When you are developing software, one problem you don’t want is for an error to occur but the processing continues until things get completely scrambled. This makes it really hard to track down the ‘where’, ‘when’ and ‘why’ of the initial error.

With that in mind, we often build systems to stop immediately on the first suspicion result. Doing this makes it easy to find the problem and forces you to fix it before it goes into production. It helps in building better quality at a faster pace.

However useful, this is the worst thing for a real production system. If some small piece is broken, you don’t want the whole system grinding to a halt in the middle of the night. That type of extreme reaction will only create a slew of secondary problems, which will result in a lot more time being consumed than necessary. Since time is a scarce resource in IT, we have to use it wisely.

Systems should be resilient. They should continue working were possible. Actions, data, etc. should be atomic, so that ordering or partial completion doesn’t matter. Failures should be monitored, but routed around, to insure that small problems don’t escalate into major issues. Small problems are the norm for most computing environments.

A lot of thinking has gone into our industry. We have concepts like transactions, and the ACID properties that exist to make sure we sub-divide the processing in a way that failures are isolated. We’ve been building fault tolerant systems for decades. Together, this body of knowledge allows organizations like Google to massively distribute their systems in a way that significantly reduces the impact of hardware or software problems. These are well-understood, well-documented issues.

Clearly since we need both types of error handling, the choice of how to handle errors differs depending on the context. A system in development should stop immediately, while one in production should make every effort to keep going. A well-written system also ‘silos’ its functionality so that problems in one area of the system don’t overflow into others.

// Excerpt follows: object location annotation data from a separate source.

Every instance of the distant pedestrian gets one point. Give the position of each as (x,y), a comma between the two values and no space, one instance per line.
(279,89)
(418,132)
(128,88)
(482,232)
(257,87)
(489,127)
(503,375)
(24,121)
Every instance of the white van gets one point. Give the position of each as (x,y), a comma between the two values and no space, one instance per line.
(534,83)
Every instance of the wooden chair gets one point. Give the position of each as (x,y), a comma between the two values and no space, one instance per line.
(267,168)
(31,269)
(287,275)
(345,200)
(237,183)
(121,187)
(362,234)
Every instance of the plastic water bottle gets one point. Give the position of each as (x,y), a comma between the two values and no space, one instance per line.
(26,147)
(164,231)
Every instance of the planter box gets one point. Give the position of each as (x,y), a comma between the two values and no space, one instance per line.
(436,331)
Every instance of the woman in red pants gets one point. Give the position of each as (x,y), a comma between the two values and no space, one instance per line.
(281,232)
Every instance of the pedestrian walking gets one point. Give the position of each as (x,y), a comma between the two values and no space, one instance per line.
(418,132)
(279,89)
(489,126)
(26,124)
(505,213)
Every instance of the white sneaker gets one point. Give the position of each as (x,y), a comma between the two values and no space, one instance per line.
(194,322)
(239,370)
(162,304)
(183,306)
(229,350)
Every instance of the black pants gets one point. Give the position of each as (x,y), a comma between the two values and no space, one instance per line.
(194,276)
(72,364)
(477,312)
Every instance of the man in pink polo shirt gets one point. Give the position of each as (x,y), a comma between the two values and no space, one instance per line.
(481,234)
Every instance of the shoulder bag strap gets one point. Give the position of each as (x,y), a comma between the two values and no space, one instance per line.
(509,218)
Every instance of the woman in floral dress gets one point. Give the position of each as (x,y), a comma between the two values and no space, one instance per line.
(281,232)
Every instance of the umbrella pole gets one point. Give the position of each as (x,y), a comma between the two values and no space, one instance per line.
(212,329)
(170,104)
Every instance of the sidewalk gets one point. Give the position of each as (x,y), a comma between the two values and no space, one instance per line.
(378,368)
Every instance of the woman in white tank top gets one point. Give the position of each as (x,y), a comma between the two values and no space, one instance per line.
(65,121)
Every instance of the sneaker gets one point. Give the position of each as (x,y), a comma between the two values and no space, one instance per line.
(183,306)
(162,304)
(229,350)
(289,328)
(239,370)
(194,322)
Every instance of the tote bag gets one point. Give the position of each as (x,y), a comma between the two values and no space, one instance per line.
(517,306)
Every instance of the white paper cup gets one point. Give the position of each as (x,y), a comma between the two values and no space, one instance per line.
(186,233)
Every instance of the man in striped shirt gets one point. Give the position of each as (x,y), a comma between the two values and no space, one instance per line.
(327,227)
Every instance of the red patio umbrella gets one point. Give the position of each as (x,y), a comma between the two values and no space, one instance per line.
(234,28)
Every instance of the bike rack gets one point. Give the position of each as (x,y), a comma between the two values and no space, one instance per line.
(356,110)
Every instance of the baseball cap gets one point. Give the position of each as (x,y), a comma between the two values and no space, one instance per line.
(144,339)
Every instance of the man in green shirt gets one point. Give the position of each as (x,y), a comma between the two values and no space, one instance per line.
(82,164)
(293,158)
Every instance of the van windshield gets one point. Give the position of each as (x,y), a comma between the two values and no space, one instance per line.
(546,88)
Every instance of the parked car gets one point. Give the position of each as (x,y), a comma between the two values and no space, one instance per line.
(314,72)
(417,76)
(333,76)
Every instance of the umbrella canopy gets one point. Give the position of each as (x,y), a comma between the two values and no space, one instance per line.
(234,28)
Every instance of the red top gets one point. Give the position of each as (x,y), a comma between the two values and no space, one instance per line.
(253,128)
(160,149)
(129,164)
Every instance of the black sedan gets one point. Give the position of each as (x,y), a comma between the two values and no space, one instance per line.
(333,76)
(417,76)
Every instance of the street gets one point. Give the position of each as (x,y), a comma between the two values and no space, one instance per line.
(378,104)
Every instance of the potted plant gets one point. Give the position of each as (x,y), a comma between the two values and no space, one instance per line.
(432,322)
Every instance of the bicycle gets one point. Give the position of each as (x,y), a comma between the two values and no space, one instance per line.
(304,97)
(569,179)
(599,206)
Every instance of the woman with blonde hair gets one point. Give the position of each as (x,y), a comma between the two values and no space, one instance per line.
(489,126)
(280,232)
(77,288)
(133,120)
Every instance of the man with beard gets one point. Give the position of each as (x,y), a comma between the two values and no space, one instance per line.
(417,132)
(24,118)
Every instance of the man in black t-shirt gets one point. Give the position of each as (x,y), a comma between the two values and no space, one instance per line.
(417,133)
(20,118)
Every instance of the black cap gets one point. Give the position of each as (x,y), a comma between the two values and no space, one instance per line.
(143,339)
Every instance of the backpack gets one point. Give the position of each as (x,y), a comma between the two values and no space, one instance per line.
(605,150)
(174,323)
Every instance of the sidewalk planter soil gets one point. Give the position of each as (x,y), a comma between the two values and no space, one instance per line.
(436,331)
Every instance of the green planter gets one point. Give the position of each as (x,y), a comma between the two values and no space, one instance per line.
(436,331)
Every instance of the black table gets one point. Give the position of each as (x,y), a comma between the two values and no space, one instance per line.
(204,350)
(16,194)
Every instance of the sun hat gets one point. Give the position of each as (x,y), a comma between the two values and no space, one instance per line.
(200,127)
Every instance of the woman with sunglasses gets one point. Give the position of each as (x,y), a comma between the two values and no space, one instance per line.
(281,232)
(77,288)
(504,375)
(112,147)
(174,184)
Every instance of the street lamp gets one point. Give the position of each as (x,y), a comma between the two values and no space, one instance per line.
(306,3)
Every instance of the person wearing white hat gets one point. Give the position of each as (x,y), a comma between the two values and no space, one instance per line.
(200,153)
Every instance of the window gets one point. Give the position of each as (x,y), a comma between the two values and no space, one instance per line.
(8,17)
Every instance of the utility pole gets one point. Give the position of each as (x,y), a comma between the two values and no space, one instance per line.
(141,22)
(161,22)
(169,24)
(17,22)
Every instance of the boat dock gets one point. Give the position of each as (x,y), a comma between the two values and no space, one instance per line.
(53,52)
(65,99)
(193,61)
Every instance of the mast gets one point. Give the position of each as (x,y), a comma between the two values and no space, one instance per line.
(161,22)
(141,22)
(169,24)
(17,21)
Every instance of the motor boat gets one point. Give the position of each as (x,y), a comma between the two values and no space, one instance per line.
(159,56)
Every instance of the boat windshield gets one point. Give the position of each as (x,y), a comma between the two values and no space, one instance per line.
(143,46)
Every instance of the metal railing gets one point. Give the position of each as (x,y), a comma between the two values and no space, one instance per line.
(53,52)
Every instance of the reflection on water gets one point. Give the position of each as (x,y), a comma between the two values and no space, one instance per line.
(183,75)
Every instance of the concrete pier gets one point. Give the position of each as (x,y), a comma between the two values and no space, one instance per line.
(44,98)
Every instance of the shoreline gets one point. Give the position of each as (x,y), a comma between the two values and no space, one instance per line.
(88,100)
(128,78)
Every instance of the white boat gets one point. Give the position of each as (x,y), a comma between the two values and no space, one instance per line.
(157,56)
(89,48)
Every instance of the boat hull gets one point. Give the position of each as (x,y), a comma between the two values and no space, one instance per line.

All systems should have these two basic modes of operation. This obviously makes coding a little more difficult and adds to the amount of work, but if done well, it can reduce the operational and support efforts. Software always has bugs, so it is important to accept this and build with that in mind. Also, operations personal are users of the system. A well-written system not only makes it easy for the user’s to accomplish their tasks, but it also makes it easy to deploy and keep running. Both goals are important.